Паренек из поморских славян, почти подросток, приладил колесо и довез ее почти до самого дома на Паненской улице. Улица эта, если вы бывали в городе и помните, идет от овощного рынка вверх, к замку. Тогда дорога была еще сквозной, потом Ян Кольбатц перегородил ее белым домом в стиле Ренессанса, который стоит и по сей день. «Кольбатц…», «Кольбатц…» Она никак не могла выговорить его польского имени Матеуш и предпочитала именовать его так, на немецкий лад произнося название той деревушки, откуда он был родом, поморской деревушки Колбач. Оттуда он и пришел в город пятнадцатого августа, в день Успения богородицы. Но последнее не достоверно. Этот пройдоха и пьяница Бугенхаген, хроникер рода Кольбатцев, слишком часто врет в своих писаниях. Быть может, он выбрал праздничную дату для прибытия первого Кольбатца в город еще и потому, что именно в этот день открыл ворота после эпидемии. А во время службы в костеле святого Якуба в алтаре явилось малюсенькое голенькое дитя и своей крохотной ручонкой благословило уцелевших после мора. В те времена ужасно любили, чтобы разного рода святые являлись как раз в знаменательные дни… Хотя и сама Анна Хартман записала в своей библии: «15.8.1480. Его зовут Матеуш Кольбатц. Ему семнадцать лет. Я, милостию божией, зачала».

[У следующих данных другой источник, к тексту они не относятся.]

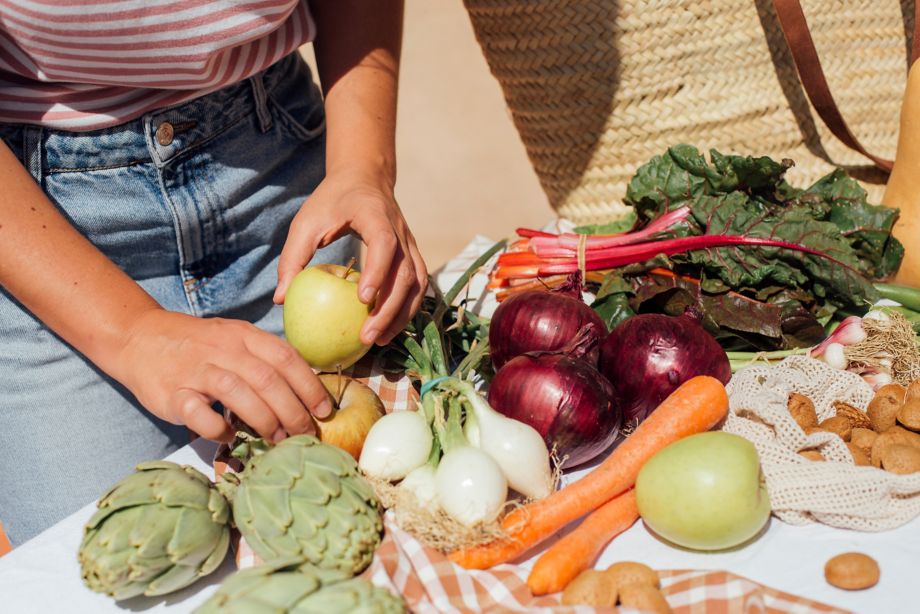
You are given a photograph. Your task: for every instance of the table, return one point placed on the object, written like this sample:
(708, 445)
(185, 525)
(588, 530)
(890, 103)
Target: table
(43, 575)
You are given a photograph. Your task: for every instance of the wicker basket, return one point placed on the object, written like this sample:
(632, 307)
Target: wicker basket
(597, 87)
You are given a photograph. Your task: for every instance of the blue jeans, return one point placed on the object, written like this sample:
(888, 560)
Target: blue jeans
(196, 210)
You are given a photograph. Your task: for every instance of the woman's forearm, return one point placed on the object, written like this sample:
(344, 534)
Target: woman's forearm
(357, 53)
(60, 276)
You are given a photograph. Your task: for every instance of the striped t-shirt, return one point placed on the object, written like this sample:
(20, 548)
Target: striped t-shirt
(87, 64)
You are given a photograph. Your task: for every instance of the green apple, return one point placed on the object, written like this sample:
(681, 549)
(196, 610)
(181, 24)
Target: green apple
(704, 492)
(323, 316)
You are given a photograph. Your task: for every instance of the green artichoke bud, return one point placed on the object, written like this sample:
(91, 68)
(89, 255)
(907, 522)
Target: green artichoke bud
(289, 585)
(305, 498)
(156, 531)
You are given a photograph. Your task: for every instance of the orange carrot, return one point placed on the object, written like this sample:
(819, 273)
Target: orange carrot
(578, 550)
(696, 406)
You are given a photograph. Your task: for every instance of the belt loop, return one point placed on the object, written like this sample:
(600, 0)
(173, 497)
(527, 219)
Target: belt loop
(32, 151)
(262, 111)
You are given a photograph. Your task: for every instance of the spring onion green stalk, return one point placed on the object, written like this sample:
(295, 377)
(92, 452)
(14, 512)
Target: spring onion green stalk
(517, 447)
(904, 295)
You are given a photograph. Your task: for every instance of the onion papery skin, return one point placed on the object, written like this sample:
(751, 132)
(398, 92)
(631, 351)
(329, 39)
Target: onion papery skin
(648, 356)
(540, 321)
(565, 399)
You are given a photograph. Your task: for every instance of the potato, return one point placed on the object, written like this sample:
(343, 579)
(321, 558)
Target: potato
(857, 417)
(863, 438)
(860, 457)
(908, 437)
(909, 415)
(802, 410)
(852, 571)
(900, 458)
(838, 425)
(590, 587)
(643, 597)
(892, 436)
(913, 391)
(883, 408)
(627, 572)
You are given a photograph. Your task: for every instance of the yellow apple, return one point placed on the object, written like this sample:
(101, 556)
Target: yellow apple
(323, 316)
(356, 409)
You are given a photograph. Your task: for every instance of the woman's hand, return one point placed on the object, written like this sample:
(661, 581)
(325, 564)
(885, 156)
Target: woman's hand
(178, 365)
(394, 275)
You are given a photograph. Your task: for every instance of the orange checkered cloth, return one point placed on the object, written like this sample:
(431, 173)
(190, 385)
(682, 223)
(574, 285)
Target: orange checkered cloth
(431, 583)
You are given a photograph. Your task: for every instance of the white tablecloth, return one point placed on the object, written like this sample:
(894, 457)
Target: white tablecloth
(43, 575)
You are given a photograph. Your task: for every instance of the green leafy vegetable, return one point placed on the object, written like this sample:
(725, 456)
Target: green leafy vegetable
(761, 296)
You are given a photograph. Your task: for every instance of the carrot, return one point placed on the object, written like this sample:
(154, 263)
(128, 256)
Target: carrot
(578, 550)
(696, 406)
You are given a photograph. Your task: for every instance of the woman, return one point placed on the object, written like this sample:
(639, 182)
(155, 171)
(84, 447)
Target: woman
(165, 162)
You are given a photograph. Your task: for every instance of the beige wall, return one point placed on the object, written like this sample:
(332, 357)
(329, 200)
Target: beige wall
(462, 167)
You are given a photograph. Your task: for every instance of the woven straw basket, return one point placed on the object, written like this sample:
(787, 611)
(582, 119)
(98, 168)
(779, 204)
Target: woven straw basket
(597, 87)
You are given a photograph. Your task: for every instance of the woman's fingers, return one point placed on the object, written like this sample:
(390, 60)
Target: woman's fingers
(194, 411)
(382, 249)
(296, 376)
(235, 393)
(390, 301)
(299, 247)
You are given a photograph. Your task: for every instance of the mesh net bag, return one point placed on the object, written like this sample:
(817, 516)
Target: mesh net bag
(837, 492)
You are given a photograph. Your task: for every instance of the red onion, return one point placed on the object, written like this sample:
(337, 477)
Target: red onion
(541, 321)
(564, 398)
(648, 356)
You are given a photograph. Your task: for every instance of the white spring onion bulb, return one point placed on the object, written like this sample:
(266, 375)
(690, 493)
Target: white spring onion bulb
(470, 486)
(834, 356)
(516, 447)
(396, 444)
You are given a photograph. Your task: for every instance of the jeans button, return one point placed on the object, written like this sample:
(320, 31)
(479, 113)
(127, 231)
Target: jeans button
(165, 134)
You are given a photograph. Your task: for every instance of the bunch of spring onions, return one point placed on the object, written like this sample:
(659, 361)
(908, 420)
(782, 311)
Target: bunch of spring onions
(455, 453)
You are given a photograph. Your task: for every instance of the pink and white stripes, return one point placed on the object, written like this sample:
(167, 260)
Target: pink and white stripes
(88, 64)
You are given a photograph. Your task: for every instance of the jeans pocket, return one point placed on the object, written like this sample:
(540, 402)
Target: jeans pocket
(302, 117)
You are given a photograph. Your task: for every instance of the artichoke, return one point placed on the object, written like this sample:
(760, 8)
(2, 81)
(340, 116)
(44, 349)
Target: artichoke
(290, 585)
(156, 531)
(304, 498)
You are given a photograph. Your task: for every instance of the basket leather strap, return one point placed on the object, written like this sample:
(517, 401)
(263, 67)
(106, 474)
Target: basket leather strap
(795, 29)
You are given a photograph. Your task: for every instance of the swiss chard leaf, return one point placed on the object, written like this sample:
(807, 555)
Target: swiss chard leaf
(621, 224)
(748, 196)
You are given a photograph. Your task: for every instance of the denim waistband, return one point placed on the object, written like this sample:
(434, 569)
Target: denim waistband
(158, 136)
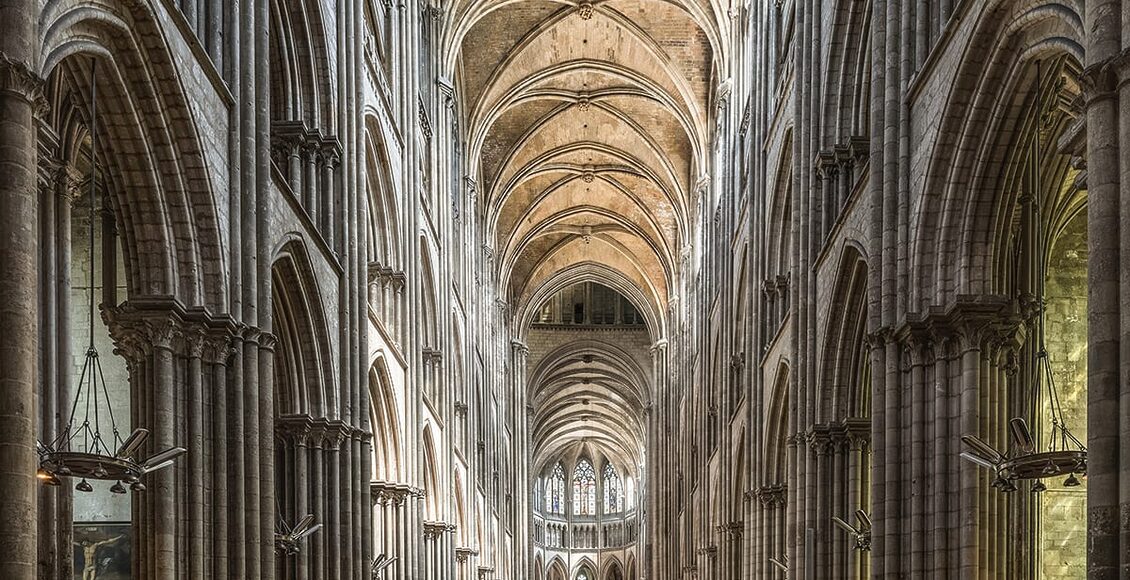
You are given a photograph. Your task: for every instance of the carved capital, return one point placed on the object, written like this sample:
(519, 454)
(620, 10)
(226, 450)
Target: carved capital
(18, 78)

Вы можете спросить, как случилось, что буквально через час после встречи на мосту Хартманша отдалась молодому человеку на своем вдовьем ложе? Я повторяю, этот портрет фальшивый, его намалевали через двести лет после смерти Анны Хартман, когда уже никто не помнил, как она выглядела. Но Матеуш — настоящий. Вы только посмотрите на эту дерзкую физиономию, на глазищи, напоминающие притушенные угли, на эти цепкие руки, заткнутые за пояс. Его портрет, как я уже вам говорил, написан примерно в тысяча пятисотом году, трудно разобрать точную дату. Анне Хартман, secundo voto Colbatz, как обычно в те времена писали немцы, было тогда уже лет пятьдесят, если не пятьдесят пять, а Матеушу — тридцать восемь. Теперь в нем не узнаешь того парня с моста, и можно отпустить вдове ее грехи. Возможно, она сопротивлялась, но в ней вспыхнуло нечто куда более сильное, нежели добродетель, взлелеянная католическим воспитанием в Мерсебурге. И она уступила. Хотя, мне кажется, первая захотела она, а не он. Наверное, на нее удручающе подействовал и опустевший дом, и лежавшие прямо на улицах трупы, которые подбирали монахи, и холодная белизна одинокого ложа, и звуки колоколов, возвещавших конец эпидемии. О том, что было утром, она не написала. Хотя все поля ее библии, которую я разыскал в стокгольмском архиве, пестрят острым готическим почерком.